Hybrid approach to estimate protein phase behavior in aqueous two-phase extraction

The market of therapeutic proteins like monoclonal antibodies (mAbs) has experienced enormous growth within the last decades. This is especially driven by the increased demand for medical treatment of cancer, immunological disorders, and other fatal diseases. The production of mAbs, and in particular their purification is very expensive and needs optimization mainly due to the use of cost-intensive chromatography. In this context the extraction of mAbs using aqueous two-phase systems (ATPS) under mild and biocompatible conditions is a promising alternative to state of the art downstream processing. Within aqueous two-phase extraction (ATPE) the protein partitioning can be influenced by a displacement agent (DA) leading to a selective purification of the target protein from impurities.

In this work a new estimation approach was developed in order to access the protein phase behavior for an optimized extraction of pharmaceutical proteins by ATPE. For this purpose the second osmotic virial coefficient B22 and cross virial coefficient B23 determined by composition gradient multi-angle light scattering were used to account for the protein-protein and protein-solute (phase-former, DA) interactions.
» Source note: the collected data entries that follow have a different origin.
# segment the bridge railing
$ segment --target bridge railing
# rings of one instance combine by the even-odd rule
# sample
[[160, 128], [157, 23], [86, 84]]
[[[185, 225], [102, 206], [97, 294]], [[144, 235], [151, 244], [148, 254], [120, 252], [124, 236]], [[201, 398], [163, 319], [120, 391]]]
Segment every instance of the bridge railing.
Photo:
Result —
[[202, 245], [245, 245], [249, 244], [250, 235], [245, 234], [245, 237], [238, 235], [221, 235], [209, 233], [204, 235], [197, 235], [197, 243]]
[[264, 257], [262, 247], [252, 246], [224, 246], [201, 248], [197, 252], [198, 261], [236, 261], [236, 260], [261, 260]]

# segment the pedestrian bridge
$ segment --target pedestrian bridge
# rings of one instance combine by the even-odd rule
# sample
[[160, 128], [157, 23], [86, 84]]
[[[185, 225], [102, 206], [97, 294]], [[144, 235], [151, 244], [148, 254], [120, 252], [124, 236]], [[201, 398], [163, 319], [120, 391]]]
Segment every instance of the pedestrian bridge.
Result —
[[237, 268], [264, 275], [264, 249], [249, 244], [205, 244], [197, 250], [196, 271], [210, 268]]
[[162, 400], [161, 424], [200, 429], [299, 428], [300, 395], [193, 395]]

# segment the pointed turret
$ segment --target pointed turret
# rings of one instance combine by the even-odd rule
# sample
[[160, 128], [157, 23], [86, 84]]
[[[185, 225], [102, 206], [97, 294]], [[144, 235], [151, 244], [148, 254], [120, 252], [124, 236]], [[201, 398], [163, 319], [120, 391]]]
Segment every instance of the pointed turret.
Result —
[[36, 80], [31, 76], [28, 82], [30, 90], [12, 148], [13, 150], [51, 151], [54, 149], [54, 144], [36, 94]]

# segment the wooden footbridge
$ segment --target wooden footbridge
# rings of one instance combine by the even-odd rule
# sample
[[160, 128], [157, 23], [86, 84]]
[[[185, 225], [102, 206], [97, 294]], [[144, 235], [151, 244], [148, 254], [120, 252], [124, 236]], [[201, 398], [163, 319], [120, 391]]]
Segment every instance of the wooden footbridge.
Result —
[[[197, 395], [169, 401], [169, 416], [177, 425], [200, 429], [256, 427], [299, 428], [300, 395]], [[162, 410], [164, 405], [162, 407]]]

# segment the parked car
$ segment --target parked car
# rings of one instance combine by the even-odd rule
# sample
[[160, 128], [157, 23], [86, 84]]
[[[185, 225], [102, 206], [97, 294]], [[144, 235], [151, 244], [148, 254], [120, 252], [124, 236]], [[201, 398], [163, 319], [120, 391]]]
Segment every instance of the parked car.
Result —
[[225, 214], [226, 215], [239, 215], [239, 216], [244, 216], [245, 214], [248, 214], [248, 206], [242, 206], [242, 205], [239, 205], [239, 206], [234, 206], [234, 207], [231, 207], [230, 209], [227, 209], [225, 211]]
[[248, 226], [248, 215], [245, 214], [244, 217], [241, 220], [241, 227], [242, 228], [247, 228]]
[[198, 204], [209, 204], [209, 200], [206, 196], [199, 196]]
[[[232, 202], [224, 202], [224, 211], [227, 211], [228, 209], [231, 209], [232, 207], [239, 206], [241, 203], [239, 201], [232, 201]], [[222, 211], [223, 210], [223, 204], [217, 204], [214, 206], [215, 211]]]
B22 was used as predictive key parameter on protein precipitation affinity induced by solutes of the ATPS. B23 could be successfully applied in order to identify applicable DAs. The approach of this work provided suitable salt (phosphate, citrate)-PEG ATPS and DAs allowing for an efficient purification of the target protein immunoglobulin G (IgG) from the impurity protein human serum albumin (HSA).

Additionally a hybrid shortcut model based on B23 (protein-solute interaction) and the concentration difference between the low molecular-weight components of the ATPS was developed. Based on this shortcut model the partition coefficients of IgG and HSA within different salt (phosphate, citrate)-PEG ATPS including DAs (NaCl, LiBr) could be successfully determined independently on the protein concentration within the ATPS.

Finally the influence of NaCl on the IgG solubility within the ATPS was investigated. A combination of ATPS phase composition data with the IgG ATPS solubility allowed for the selection of an optimal IgG feed concentration.

The results of this thesis contribute to an improved implementation of aqueous two-phase extraction within the downstream processing of pharmaceutical proteins.